Thérapie humaniste : psychothérapies qui font appel à la conception phénoménologique de la personnalité, en partant du postulat que le sujet est le mieux placé pour trouver ses propres solutions à ses problèmes et que le rôle du psychothérapeute est de l'y aider.

Thérapie psychanalytique : psychothérapie visant à faire prendre conscience au sujet de la manière dont les événements passés influent sur sa personnalité.

Tomographie par émission de positons (TEP) : Mesure les modifications du débit sanguin au moyen d'un traceur radioactif préalablement injecté par voie intraveineuse.
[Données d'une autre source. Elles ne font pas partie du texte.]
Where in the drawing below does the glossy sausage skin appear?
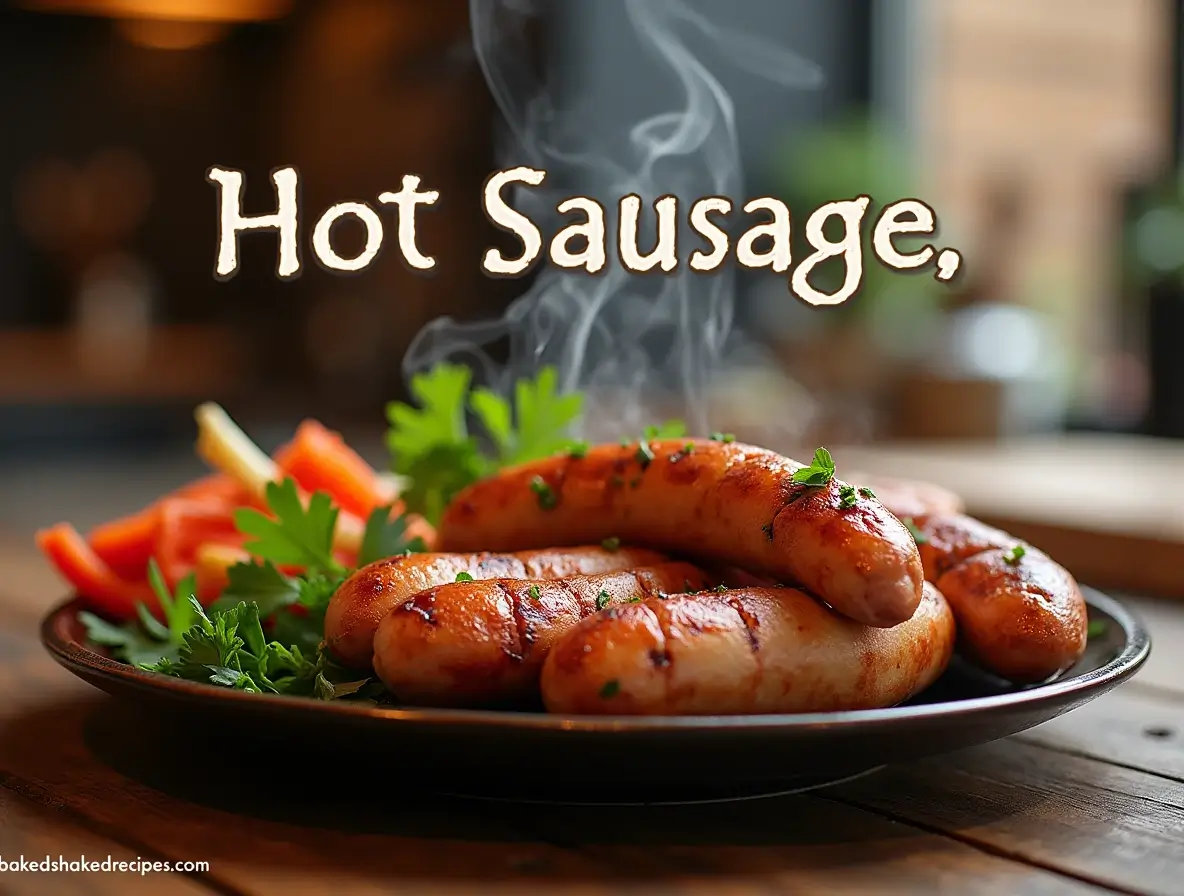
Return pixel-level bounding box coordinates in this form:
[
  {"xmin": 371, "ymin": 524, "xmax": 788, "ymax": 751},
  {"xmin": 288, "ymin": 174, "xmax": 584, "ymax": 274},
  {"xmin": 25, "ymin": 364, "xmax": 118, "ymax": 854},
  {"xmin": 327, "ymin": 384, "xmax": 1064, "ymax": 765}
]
[
  {"xmin": 438, "ymin": 439, "xmax": 922, "ymax": 627},
  {"xmin": 324, "ymin": 547, "xmax": 667, "ymax": 670},
  {"xmin": 374, "ymin": 563, "xmax": 712, "ymax": 707},
  {"xmin": 541, "ymin": 585, "xmax": 954, "ymax": 715},
  {"xmin": 914, "ymin": 515, "xmax": 1088, "ymax": 684},
  {"xmin": 847, "ymin": 472, "xmax": 966, "ymax": 518}
]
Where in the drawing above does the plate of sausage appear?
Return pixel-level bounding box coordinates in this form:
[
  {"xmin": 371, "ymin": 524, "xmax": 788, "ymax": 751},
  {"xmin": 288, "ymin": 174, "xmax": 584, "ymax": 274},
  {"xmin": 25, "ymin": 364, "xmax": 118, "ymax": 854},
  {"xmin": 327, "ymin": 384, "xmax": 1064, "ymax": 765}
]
[{"xmin": 41, "ymin": 438, "xmax": 1150, "ymax": 802}]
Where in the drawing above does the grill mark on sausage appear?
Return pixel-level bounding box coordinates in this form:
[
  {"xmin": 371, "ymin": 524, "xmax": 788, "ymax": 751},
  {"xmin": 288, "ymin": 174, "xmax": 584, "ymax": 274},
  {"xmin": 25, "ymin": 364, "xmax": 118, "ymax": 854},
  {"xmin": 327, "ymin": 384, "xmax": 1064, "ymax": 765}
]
[
  {"xmin": 494, "ymin": 579, "xmax": 528, "ymax": 663},
  {"xmin": 908, "ymin": 514, "xmax": 1024, "ymax": 586},
  {"xmin": 630, "ymin": 573, "xmax": 662, "ymax": 598},
  {"xmin": 761, "ymin": 485, "xmax": 825, "ymax": 541},
  {"xmin": 644, "ymin": 601, "xmax": 674, "ymax": 700},
  {"xmin": 400, "ymin": 588, "xmax": 439, "ymax": 625},
  {"xmin": 723, "ymin": 595, "xmax": 761, "ymax": 663},
  {"xmin": 554, "ymin": 579, "xmax": 596, "ymax": 619}
]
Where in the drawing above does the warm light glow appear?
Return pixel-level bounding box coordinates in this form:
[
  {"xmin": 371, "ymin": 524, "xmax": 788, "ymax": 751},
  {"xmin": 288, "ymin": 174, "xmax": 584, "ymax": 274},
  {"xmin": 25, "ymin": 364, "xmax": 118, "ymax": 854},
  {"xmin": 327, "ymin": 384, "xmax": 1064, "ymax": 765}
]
[
  {"xmin": 115, "ymin": 19, "xmax": 230, "ymax": 50},
  {"xmin": 19, "ymin": 0, "xmax": 291, "ymax": 22}
]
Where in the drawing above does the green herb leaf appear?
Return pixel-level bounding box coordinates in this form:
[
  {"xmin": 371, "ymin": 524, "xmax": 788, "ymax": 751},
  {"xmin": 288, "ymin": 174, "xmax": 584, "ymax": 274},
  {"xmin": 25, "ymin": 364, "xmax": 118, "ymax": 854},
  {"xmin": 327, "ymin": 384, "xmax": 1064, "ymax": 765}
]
[
  {"xmin": 358, "ymin": 505, "xmax": 427, "ymax": 567},
  {"xmin": 386, "ymin": 363, "xmax": 472, "ymax": 478},
  {"xmin": 210, "ymin": 560, "xmax": 300, "ymax": 618},
  {"xmin": 78, "ymin": 611, "xmax": 179, "ymax": 665},
  {"xmin": 500, "ymin": 367, "xmax": 584, "ymax": 466},
  {"xmin": 633, "ymin": 441, "xmax": 654, "ymax": 470},
  {"xmin": 234, "ymin": 478, "xmax": 341, "ymax": 569},
  {"xmin": 645, "ymin": 420, "xmax": 687, "ymax": 440},
  {"xmin": 790, "ymin": 447, "xmax": 835, "ymax": 486},
  {"xmin": 530, "ymin": 476, "xmax": 559, "ymax": 510}
]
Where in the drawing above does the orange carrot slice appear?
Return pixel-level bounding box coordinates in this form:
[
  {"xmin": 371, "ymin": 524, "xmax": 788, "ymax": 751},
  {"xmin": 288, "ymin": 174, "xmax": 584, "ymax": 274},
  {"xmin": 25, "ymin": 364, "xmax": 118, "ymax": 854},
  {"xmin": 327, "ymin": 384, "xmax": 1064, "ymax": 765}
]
[{"xmin": 275, "ymin": 420, "xmax": 397, "ymax": 520}]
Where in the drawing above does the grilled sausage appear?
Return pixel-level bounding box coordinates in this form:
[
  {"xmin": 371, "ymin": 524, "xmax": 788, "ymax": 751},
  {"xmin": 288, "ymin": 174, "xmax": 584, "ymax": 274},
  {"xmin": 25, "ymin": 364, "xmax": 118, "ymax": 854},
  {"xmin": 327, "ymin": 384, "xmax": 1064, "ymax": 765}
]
[
  {"xmin": 913, "ymin": 515, "xmax": 1088, "ymax": 684},
  {"xmin": 847, "ymin": 472, "xmax": 966, "ymax": 518},
  {"xmin": 541, "ymin": 584, "xmax": 954, "ymax": 715},
  {"xmin": 438, "ymin": 439, "xmax": 922, "ymax": 627},
  {"xmin": 374, "ymin": 563, "xmax": 712, "ymax": 707},
  {"xmin": 324, "ymin": 547, "xmax": 667, "ymax": 670}
]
Permet d’obtenir des images statiques et fonctionnelles. Utilisation d’isotopes instables émetteurs de positions. On ajoute une substance radioactive dans le sujet. Incorporation à des réactifs (eau, hémoglobine, précurseur de neurotransmetteur). Injection de la molécule radioactive.

Tonotopie : représentation systématique des fréquences sonores le long de la cochlée, haute fréquence, PA en fonction de cycles de son, non corrélée.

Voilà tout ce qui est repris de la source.